Vol.19 新開発モデルPLaMo Prime発表の背景
◆ PLaMo Prime(プラモプライム)の開発背景と特徴
今回、Preferred Networksは子会社のPreferred Elementsが開発した成果をもとに、「PLaMo Prime」という製品版の提供を開始しました。
2024年8月まで実施された、生成AI開発を国が支援するGENIAC1.0が終わった直後から、PLaMo β版をトライアル提供していました。そこでいろんなフィードバックをもらいまして、例えば「コンテキストがデフォルトの4K(4,000トークン)だとなかなか使いづらい」と。
一番はRAGで持ってきた検索結果がコンテキストに入れられないというもので、もう少し長く入れたいという要望があって、このコンテキスト長を長くするというのを行いました。

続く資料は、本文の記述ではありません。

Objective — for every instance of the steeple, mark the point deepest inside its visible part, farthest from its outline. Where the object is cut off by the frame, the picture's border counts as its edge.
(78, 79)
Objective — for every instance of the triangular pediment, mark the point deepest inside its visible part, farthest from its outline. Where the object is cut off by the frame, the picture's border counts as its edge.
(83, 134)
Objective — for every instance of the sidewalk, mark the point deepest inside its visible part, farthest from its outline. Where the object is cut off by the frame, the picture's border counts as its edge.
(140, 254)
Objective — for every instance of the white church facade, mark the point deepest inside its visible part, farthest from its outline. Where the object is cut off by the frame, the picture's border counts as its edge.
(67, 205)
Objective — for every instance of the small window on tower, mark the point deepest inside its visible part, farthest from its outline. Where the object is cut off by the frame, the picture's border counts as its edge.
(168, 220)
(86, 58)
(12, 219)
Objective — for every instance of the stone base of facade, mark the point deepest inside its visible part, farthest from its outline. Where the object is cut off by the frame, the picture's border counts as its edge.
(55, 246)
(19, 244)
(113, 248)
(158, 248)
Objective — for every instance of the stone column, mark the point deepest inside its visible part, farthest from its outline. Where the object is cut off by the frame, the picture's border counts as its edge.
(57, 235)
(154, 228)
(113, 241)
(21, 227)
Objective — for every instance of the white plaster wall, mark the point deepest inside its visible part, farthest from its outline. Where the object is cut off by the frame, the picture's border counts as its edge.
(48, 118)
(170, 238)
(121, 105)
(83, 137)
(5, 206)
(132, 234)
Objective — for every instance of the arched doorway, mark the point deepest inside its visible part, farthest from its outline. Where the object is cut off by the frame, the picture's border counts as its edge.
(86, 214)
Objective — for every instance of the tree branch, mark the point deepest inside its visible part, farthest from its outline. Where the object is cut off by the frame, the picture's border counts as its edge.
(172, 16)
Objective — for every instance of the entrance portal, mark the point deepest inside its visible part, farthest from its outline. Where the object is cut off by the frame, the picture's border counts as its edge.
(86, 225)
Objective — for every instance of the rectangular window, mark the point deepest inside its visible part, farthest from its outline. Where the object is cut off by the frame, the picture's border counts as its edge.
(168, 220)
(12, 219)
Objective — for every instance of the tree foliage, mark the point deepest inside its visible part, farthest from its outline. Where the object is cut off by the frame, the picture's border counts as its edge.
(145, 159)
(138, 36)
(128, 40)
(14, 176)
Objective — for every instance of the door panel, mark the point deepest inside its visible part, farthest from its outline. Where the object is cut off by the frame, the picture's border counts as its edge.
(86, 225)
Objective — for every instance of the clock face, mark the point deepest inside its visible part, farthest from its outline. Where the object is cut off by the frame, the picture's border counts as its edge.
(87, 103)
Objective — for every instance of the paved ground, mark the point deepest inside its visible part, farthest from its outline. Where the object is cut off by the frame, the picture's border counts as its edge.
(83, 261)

今回は4倍の16K(16,000トークン)を事後学習で対応しました。このことについてはブログに書かれています。
2つ目はRAGの精度向上ということで、RAG自身も検索で取ってきた文章を使ってちゃんとタスクをこなせるようにしました。事後学習でRAGを扱えるような訓練をしっかり行うことで、RAGの性能が向上しました。
3つ目が日英翻訳性能の改善です。今PLaMoが性能的にですね、いろいろ調べたところ、一番競争力があるのは日本語の生成だと考えています。
これは、学習データが日本語の割合が多いのが一番の要因で、一般的なLLMだと英語がメインで学習がされていて、日本語の割合が1%とか0.5%とかしか含まれてないんですけれども、PLaMoの場合だと30から40%ぐらい含まれていて日本語のデータをたくさん見ています。多様な日本語データを見ており、日本語の生成に関しては競争優位性があると考えています。
翻訳の用途は非常に多いと思うので、追加学習を行って、長文の日英翻訳性能の改善を目指して取り組みました。
最後にFunction Callingということで、いろいろな既存システムのAPIなどを叩けるような学習も行っております。
その他にも、安全面など細かくチェックしたり修正した上で、今回製品版として提供を開始したのがPLaMo Primeになっています。
◆ 提供方法と価格
PLaMo PrimeはOpenAIと互換性のあるインターフェースを採用していますので、すでにOpenAIや他のLLMを使っている人は呼び出し先を切り替えるだけでPLaMo Primeを使うことができます。
入力トークンは100万トークンあたり300円、出力トークンは100万トークンあたり1,000円という価格で提供します。
これは他LLMと比べても利用しやすい価格設定になっているかと思います。なかなかこういう高機能なモデルをクラウドでデプロイしてお客さんに提供しようと思うと、提供するために必要なコストだけでかなりかかってしまうんですが、今回提供しているこの価格はかなり頑張った価格になっています。
また、まずは試してみないとわかんないというところで、リリースキャンペーンとして1,000円分のクレジットを付与しております。
開発者の方は既に作っているAPIのところを切り替えて使うというイメージですが、他の多くの人には「PLaMo Chat」というトライアル時から提供しているチャットサービスを期間限定で無料提供しています。
◆ 今後の展望
自分も試しに使ってみようということで翻訳アプリを作ってみました。今はアーカイブの論文をリンク投げて、PDFをダウンロードして、テキスト抽出して、テキストを全部チャンクに分けて100並列ぐらいでAPIに投げて翻訳しています。
こんな感じでだいたい一論文あたり5円くらいで翻訳できる計算になってます。
APIを使ってやるっていうのはアイディア勝負なところがありまして、私はたまたま毎日論文読んでるから翻訳に使ってみたんですけれども、翻訳以外にも使ってみたいところがあれば、ぜひ試してみて利用用途を探索してもらえたらと思います。
PLaMo Primeは12月2日にリリースしましたけれども、今後モデル自体の改良と、製品のアップデートを進めていきます。
元のモデルについては、現在GENIACの2サイクル目の活動が進んでいて、今のモデルよりもモデルを小さくした上でさらに能力を上げるということを目指しています。
これは先日紹介した学習データの質の改善によって実現していきます。またアーキテクチャも新しいものを採用することでコンテキスト長が長くなっても負荷が増えないようにしています。
結果として、ユーザー視点から見ると、より早く出力が返ってくるし、コスト面でも競争力のあるものが提供できるようになると考えています。製品面でもパッチ処理やプロンプトキャッシュなどサポートしていきたいと思っています。